Exemptions back at Bentonville High School

BENTONVILLE -- End-of-semester tests -- along with a policy permiting students to skip them based on effort and attendance -- are back at Bentonville High School.

The School Board voted unanimously Monday in favor of Principal Jack Loyd's recommendation to reinstate semester exams and exam exemptions after the high school tried going one year without them.

Enrollment

Bentonville High School’s enrollment on Tuesday, the first day of school, was 4,471. There were 4,334 students in class Tuesday, an attendance rate of 96.9 percent, according to Principal Jack Loyd. The school has the largest enrollment of any school in the state. Enrollment likely will decline by several hundred students next year with the opening of West High School in Centerton.

Source: Staff report

Loyd said absenteeism was up 118 percent last school year from the 2013-14 school year, the last time semester exams and exemptions were offered.
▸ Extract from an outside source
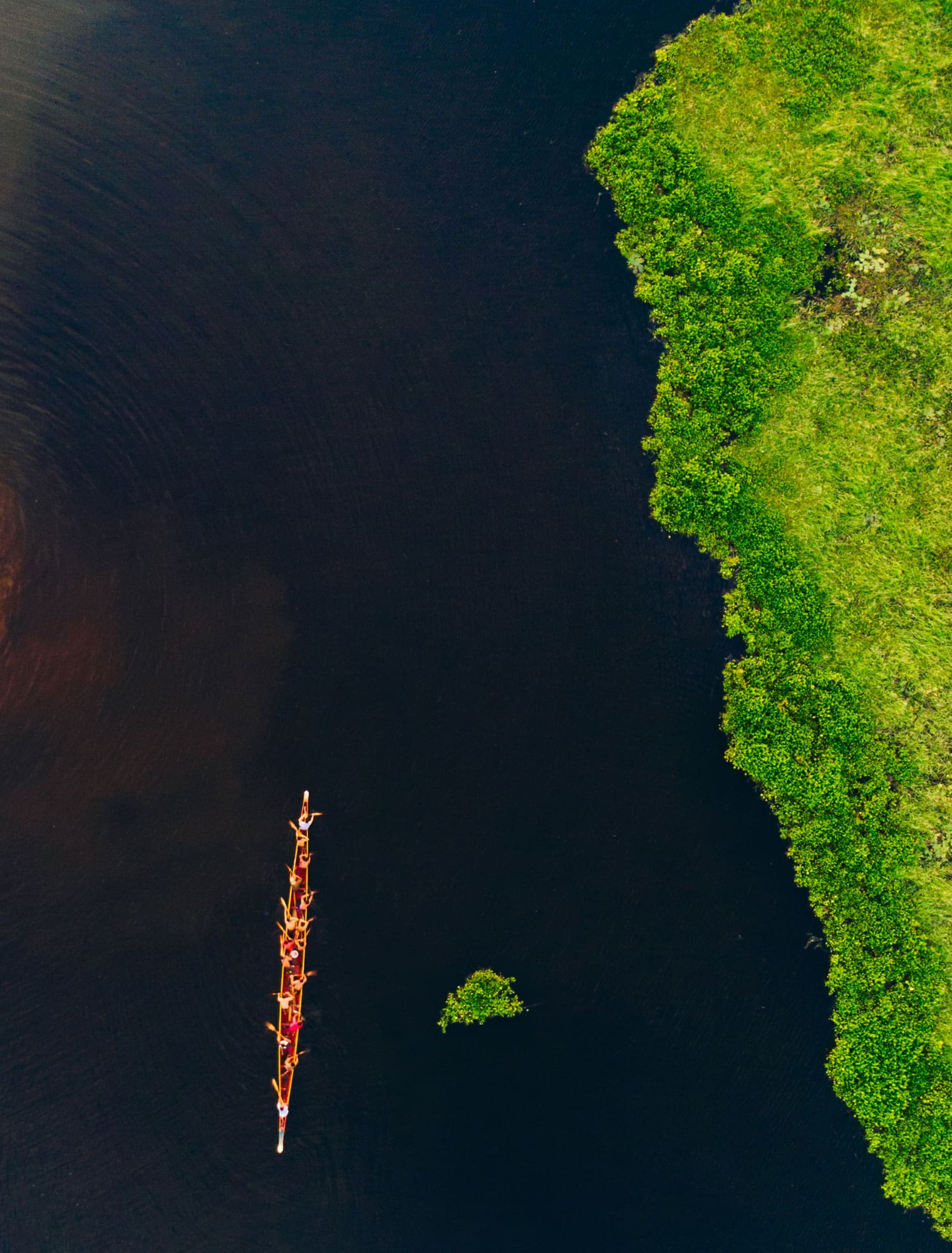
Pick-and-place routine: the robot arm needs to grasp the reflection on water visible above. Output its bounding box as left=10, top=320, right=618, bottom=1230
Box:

Grades also suffered last year; the percentage of A's and B's dropped while the percentage of C's and D's increased, Loyd said.

"The only thing of significance we changed was the exemption policy," Loyd said.

Under the policy, a final test will be given in each class during the last three days of the semester covering material from the entire semester. Students may skip the final test for a particular class if they have four or fewer absences and no zeroes on any assignments or previous tests in that class.

The policy differs slightly from what the school had before. Instead of the no-zeroes rule, students had to have at least a 75 percent grade to qualify for an exemption in a class.

Loyd said he talked to the student council last spring about reinstating exemptions. The council was "overwhelmingly" in favor of the proposal, he said. Staff members also supported it.

Bentonville High regularly compares itself to 19 peer schools across the nation; of those schools, 11 offer exemptions and eight do not, Loyd said.

The high school had offered exemptions for at least 15 years before opting to let teachers decide how and when to test their students during the 2014-15 school year. A cumulative exam could still be given, but it didn't have to be locked into the last three days of the semester.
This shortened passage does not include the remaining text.